Die Lampenposition ist für eine natürlich wirkende und plastische Ausleuchtung dann zu niedrig gewählt, wenn zumindest einer der folgenden Schatten völlig verschwindet:
1 Der Lidschatten fehlt, wodurch die Augen flach erscheinen.
2 Der Wangenschatten fehlt (das »Rouge«), wodurch das Gesicht flach oder platt aussieht.
3 Die Plastizität der Lippen fehlt (der »Lippenstift«).
4 Der Nasenschatten fehlt (der »Schmetterling«).
Abbildung 2–29
Bei zu niedrig eingesetztem hochfrontalem Licht verliert das Gesicht seine Schatten und damit seine Modellierung sowie das Gesamtbild an Kontrast.

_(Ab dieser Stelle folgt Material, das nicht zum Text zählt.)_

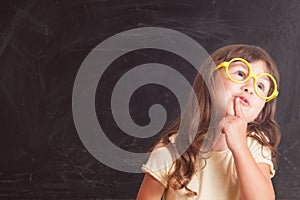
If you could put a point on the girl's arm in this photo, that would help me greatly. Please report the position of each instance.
(150, 189)
(254, 179)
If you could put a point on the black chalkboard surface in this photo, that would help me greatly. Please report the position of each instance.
(44, 43)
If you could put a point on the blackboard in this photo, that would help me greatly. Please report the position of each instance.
(44, 43)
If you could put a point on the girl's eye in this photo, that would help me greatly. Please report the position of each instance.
(261, 86)
(241, 74)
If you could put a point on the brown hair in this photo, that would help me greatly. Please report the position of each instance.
(265, 126)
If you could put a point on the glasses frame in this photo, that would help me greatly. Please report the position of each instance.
(251, 75)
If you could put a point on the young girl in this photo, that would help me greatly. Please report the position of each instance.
(232, 154)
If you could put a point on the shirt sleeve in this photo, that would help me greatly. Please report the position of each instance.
(159, 165)
(261, 154)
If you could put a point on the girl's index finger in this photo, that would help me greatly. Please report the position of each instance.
(238, 112)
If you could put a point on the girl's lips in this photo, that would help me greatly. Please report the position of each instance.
(244, 101)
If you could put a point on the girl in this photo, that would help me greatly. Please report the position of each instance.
(233, 152)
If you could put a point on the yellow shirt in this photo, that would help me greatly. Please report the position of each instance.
(217, 181)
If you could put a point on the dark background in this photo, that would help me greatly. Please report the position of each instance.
(43, 44)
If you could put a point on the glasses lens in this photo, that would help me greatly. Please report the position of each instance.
(264, 85)
(238, 71)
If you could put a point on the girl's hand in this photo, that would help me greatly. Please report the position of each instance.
(235, 127)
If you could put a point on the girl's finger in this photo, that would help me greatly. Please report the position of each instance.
(238, 112)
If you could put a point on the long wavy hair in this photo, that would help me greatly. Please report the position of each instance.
(199, 134)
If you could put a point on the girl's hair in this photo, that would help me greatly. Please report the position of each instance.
(265, 126)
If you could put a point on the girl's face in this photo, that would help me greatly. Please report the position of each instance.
(226, 91)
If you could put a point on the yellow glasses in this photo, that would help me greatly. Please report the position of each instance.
(239, 70)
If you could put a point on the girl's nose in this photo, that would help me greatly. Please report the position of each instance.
(248, 86)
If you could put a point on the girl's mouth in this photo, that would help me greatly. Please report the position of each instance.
(244, 101)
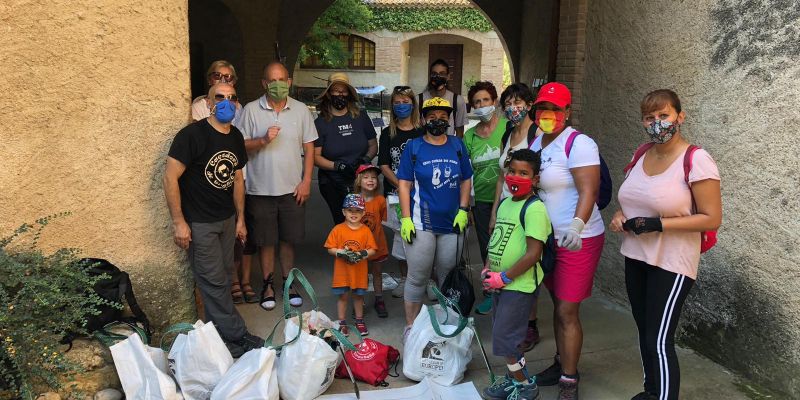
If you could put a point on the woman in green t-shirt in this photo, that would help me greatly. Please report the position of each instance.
(484, 145)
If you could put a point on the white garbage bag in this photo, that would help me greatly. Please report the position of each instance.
(251, 377)
(199, 359)
(143, 371)
(307, 366)
(441, 356)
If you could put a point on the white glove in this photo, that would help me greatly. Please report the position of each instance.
(572, 237)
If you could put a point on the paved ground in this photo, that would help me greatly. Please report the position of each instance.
(610, 366)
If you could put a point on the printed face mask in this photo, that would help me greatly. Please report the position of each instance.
(278, 90)
(484, 113)
(550, 121)
(516, 114)
(661, 131)
(224, 111)
(402, 110)
(437, 81)
(436, 127)
(518, 186)
(339, 102)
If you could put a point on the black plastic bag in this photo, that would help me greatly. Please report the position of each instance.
(458, 290)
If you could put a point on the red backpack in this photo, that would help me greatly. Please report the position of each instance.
(708, 238)
(371, 363)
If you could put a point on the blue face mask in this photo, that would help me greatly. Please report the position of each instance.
(402, 110)
(224, 111)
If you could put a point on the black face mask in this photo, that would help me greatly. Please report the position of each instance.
(437, 127)
(339, 102)
(437, 81)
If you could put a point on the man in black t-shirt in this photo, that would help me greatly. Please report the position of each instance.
(204, 187)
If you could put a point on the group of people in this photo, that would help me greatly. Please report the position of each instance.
(528, 180)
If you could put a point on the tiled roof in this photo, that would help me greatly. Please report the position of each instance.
(419, 3)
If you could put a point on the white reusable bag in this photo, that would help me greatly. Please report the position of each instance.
(438, 346)
(198, 360)
(142, 371)
(253, 376)
(307, 363)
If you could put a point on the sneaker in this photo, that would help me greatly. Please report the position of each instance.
(525, 391)
(551, 375)
(531, 340)
(500, 389)
(429, 289)
(567, 389)
(362, 327)
(398, 291)
(246, 343)
(406, 330)
(380, 309)
(486, 305)
(343, 328)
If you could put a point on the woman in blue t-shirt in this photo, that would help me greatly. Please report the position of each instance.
(434, 188)
(346, 140)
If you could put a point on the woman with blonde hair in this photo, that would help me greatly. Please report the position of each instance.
(404, 125)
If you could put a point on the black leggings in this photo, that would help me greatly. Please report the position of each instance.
(657, 297)
(334, 194)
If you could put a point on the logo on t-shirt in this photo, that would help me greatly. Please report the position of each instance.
(221, 168)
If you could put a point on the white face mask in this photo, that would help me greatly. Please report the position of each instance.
(484, 113)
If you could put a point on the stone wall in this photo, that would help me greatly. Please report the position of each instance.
(96, 91)
(735, 65)
(401, 58)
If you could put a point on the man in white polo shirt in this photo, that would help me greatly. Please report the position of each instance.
(277, 130)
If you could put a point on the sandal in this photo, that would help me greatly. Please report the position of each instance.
(249, 294)
(268, 302)
(236, 293)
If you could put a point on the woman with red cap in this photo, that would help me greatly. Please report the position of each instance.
(569, 187)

Bei dem für die Beispielbilder verwendeten Modell verschwindet zunächst der Lidschatten. Je nach Gesichtsanatomie des Modells kann auch der Rougeschatten oder die Plastizität der Lippen als Erstes verloren gehen. Sammeln Sie Erfahrungen mit unterschiedlichen Modellen und beobachten Sie die jeweiligen Effekte bei verschiedenen Anatomien aufmerksam. Befindet sich die Lichtquelle bei einem frontalen Porträt nahe der optischen Achse, gehen schließlich alle Schatten verloren.
Ist die Lichtquelle derart niedrig eingesetzt, wird das Modell zudem geblendet, sodass es schmerzende Augen bekommt und die Augen zuzukneifen beginnt, was eine vernünftige Regie unmöglich macht. Versucht das Modell trotzdem die Augen offen zu halten, beginnen nach kurzer Zeit die Augen zu tränen. Abhilfe schafft dann ein Blitz. So ist das Modell bis zur eigentlichen Aufnahme nicht geblendet und kann sich entspannen. Bei einer Studioblitzanlage ließe sich das Einstelllicht deutlich dimmen, um die Blendung des Modells zu reduzieren.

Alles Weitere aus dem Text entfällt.